It was about a year ago that start-up cloud provider Profitbricks raised their profile by offering an exclusively Infiniband connected cloud at half the price of Amazon Web Services, banking that price performance was the key. Since that time new cloud providers have appeared, well-known vendors have ramped up their cloud offerings and lowered prices, and the industry had focused on reliability as they attempted to make IaaS a regular piece of the potential customer’s thought process.
As Larry Dignan reported earlier this week, the cloud price wars have been an ongoing battle, with the major providers involved in an ongoing price war for most of 2013. But this week’s events clearly signaled the start of a major engagement in the ongoing war.
Let’s start with Cisco’s announcement. Always a player in providing the equipment for cloud providers everywhere, Cisco plans to go straight up against these customers with the announcement of plans to start their own cloud service provider business, with an initial pledge of $1 billion to get the service up and running.

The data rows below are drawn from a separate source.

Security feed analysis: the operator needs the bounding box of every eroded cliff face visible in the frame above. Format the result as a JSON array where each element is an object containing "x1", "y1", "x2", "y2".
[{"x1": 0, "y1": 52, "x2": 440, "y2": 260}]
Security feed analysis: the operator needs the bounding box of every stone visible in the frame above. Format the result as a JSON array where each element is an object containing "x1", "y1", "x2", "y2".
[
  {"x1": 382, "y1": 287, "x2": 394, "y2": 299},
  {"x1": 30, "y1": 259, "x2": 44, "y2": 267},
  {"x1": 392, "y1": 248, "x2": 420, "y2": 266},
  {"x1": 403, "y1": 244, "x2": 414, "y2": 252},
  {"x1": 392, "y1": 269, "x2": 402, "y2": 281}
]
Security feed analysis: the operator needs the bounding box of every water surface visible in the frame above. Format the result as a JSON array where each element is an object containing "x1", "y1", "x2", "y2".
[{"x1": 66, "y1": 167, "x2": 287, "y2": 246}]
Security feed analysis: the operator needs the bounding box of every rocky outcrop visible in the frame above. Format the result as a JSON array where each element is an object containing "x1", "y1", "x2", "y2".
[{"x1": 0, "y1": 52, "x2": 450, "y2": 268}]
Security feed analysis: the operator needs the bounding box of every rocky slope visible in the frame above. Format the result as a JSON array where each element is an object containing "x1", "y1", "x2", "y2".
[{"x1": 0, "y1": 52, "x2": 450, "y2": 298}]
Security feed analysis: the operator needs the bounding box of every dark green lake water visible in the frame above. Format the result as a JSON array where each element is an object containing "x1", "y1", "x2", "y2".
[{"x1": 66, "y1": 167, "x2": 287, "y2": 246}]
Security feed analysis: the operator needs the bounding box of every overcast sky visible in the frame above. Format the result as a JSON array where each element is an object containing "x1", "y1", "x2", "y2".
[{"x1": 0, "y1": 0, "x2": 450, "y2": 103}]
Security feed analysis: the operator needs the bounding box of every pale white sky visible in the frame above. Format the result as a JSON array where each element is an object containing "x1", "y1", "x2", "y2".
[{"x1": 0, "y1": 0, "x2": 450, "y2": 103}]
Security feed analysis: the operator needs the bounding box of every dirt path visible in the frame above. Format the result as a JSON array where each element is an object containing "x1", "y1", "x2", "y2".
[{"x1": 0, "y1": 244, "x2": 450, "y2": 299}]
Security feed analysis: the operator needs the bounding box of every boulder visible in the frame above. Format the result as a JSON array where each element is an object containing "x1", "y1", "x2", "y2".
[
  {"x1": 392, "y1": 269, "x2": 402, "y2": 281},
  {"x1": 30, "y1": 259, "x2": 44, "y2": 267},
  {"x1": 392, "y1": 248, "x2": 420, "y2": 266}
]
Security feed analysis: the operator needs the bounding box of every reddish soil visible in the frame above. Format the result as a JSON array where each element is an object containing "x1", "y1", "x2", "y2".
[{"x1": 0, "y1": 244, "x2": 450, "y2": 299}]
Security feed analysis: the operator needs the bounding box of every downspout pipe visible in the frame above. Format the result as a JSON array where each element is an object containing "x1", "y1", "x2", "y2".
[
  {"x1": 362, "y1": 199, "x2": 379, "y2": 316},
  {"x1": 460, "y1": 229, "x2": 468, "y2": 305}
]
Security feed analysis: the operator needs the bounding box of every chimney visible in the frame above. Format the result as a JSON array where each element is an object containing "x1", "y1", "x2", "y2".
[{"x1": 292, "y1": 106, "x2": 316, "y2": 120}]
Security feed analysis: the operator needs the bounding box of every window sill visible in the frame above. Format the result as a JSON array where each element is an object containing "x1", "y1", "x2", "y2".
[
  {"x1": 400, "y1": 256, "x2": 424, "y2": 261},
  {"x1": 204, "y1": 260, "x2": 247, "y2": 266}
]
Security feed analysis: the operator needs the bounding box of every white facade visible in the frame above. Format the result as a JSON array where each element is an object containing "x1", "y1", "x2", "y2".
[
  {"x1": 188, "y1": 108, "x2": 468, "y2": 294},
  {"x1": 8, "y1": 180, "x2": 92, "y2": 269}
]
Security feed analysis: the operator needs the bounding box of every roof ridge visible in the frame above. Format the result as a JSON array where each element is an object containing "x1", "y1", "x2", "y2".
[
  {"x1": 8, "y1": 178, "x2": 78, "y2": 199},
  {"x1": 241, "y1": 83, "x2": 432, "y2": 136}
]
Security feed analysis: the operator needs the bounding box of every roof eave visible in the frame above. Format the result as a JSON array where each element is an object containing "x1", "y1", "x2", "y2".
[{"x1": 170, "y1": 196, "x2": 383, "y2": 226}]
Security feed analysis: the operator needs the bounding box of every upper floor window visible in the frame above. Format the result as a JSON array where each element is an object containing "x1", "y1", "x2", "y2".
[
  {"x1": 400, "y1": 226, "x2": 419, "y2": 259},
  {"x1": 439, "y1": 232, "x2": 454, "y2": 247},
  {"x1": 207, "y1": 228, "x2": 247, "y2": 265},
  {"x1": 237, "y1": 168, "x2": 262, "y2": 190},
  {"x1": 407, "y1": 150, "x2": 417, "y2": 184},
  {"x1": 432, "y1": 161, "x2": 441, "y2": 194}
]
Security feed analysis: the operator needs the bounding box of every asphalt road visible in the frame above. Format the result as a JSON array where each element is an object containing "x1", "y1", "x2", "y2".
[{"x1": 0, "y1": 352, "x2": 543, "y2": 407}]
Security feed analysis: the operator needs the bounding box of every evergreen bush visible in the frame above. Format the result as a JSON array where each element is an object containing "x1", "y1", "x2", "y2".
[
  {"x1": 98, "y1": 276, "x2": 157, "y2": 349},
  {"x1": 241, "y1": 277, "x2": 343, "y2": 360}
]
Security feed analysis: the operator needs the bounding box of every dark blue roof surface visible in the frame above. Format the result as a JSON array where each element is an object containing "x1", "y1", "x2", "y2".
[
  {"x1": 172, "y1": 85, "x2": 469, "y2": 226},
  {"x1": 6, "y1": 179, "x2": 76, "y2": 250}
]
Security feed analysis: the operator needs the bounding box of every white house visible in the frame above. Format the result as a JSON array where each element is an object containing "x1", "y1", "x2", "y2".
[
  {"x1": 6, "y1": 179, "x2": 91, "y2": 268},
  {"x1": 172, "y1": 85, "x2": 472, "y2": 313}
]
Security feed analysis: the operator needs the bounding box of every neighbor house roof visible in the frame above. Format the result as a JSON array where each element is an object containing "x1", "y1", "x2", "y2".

Now normally the repercussions from such an announcement would start shaking things up, but it’s clear that Cisco didn’t expect to immediately find itself behind the curve.
No sooner had this announcement had time to sink in before Google announced that it was making major price cuts in the cost of their services after announcing that cloud prices weren’t dropping fast enough, pointing out that the 6 to 8 percent annual reduction in service costs were lagging behind the 30 percent annual drop in hardware costs. And to back up this claim they announced that they would be cutting prices for their cloud services by as much as 85 percent in some instances.
So while the industry was digesting this announcement came the immediate response from leading provider Amazon; they are cutting all prices by an average of 51 percent, giving additional impetuous to a cloud market where the cost of the services is rapidly approaching the basic cost of running the operation.
Given Microsoft’s previous response to price cuts it is a reasonable presumption that they too will soon be matching these reductions, while other Tier 1 cloud providers will be forced to follow suit, despite their lack of the deep pockets that Amazon, Google, and Microsoft possess. IBM, who has been ramping up their Softlayer cloud business, has been quiet on the issue, so far, but certain features of their offerings, such as bare-metal cloud capabilities, aren’t available from the other big-name players.
Regardless of how low the prices get, the big draw for cloud services for major companies will be based on reliability, availability, and security. All areas in which cloud providers have been struggling to prove themselves.
While picking a winner from the pack would be premature, I'm willing to go out on a short branch and point out a few likely losers. Pricing is going to make it very difficult for smaller providers to compete, as well as new start-ups looking to get into this business. Even Cisco will have to be very careful as it rolls out services, playing to their strengths and finding ways to differentiate what they offer from everyone else, despite their big budget.
But the one big name that may take the biggest hit from all this is Oracle. Despite CEO Larry Ellison already acknowledging that the cloud is a commodity product and that it has been eating away at their revenues, they plan to offer services competitive with Amazon come this summer. And with declining revenues in a cutthroat market, the Oracle Cloud is teetering on the edge of failure. And this might just be the push it dreads.